HONDURAS, MUCHO TIEMPO, POCA CHICHA.


Saludos de nuevo. Bueno esta vez he tardado menos en realizar esta crónica ya que en el momento de escribirla estamos en medio de una lucha social y una movida que hay en Guatemala. Detenidos a unos 50 km de la capital por una manifestación de maestros que al parecer no reciben su sueldo a tiempo y han decidido cortar todas las vías de entrada a la capital guatemalteca. O sea que así está el tema ya llevamos aquí 4 horas y creo que nos quedan otras tantas para que desaparezca el tapón. Y para aprovechar el tiempo os describiré nuestra estancia en Honduras, 23 días donde casi no hemos visto el país pero que se ha aprovechado al máximo.

Entramos desde Nicaragua después de una mega maratón de trasbordos en buses cutres y carreteras penosas. Sobre las 4 de la tarde pasamos la frontera con Honduras subidos en un triciclo a pedales. El tipo se comprometió a pasar los 3 km y dejarnos en el terminal sanos y salvos pese a las reticencias que nos causó ver a un tío canijo que pedaleaba cual Induráin de pacotilla con los cerca de 200 kg que llevaba de peso. Un minibús nos llevó Choluteca, donde teníamos que pillar un bus hasta La Ceiba, puerto de salida hacia las Islas de la Bahía. Después de buscar un hostel medio en condiciones, nos dimos cuenta que habíamos aterrizado en otro alojamiento del miedo. El sitio era de los más cutres que habíamos estado (y hemos estado en sitios cutres, cutres), pero nos consolaba el hecho de tener la estación de autobuses justo al lado. Eso nos ahorraría caminar los 300 metros. que nos separaban de la otra terminal. Pero dado que el bus salía a las 04:00 h. de la mañana no nos pareció conveniente caminar a esas horas intempestivas por un callejón que parecía la boca de un lobo. Como os comentaba a las 04:00 h. de la mañana agarramos el bus de semi lujo que nos llevaría a El Progreso (ciudad a unos 150 km de nuestro destino). El plan era perfecto; Salimos a las cuatro, llegamos a Progreso a las 10:00 h. y a La Ceiba a las 12:30 h. Esto claro está según nos explico el amable boletero nos evitaría pasar por Tegucigalpa y nos permitiría descansar un poco antes de pillar el barco hasta Utila. 

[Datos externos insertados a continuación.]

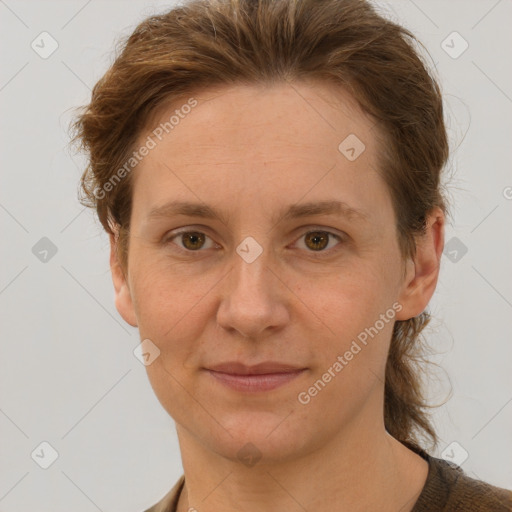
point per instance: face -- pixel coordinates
(299, 258)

Pero como casi siempre pasa en estos lugares, la gente son unos vende motos. A las 06:00 h. de la mañana, observé con preocupación que nos dirigíamos a Tegucigalpa en concreto al centro de esta fea ciudad a la par capital de Honduras. Al preguntarle al chofer la causa o motivo de tal contrariedad me contestó que la “unidad” se había quebrado, dando a entender que se había roto el bus. Lo cierto es que el bus iba de maravilla, pero para completar el siguiente vehículo que se dirigía al mismo punto decidieron dejarnos colgados casi tres horas en una estación de buses cutre de cagarse. Antes mis protestas me indicaron que no me preocupase que llegaríamos a El Progreso a las 11:00 h. con tiempo de sobras para pillar otro bus hasta nuestro destino. Naturalmente eso no ocurrió y aterrizamos en El Progreso a las 13:00 h.
Como la cosa progresaba le pregunté al conductor si en la misma estación de buses se podía pillar el bus que nos trasladara a La Ceiba. El tipo me miró de reojo y imitando al Jefe Wigunn me dijo “que sí, que sí”. 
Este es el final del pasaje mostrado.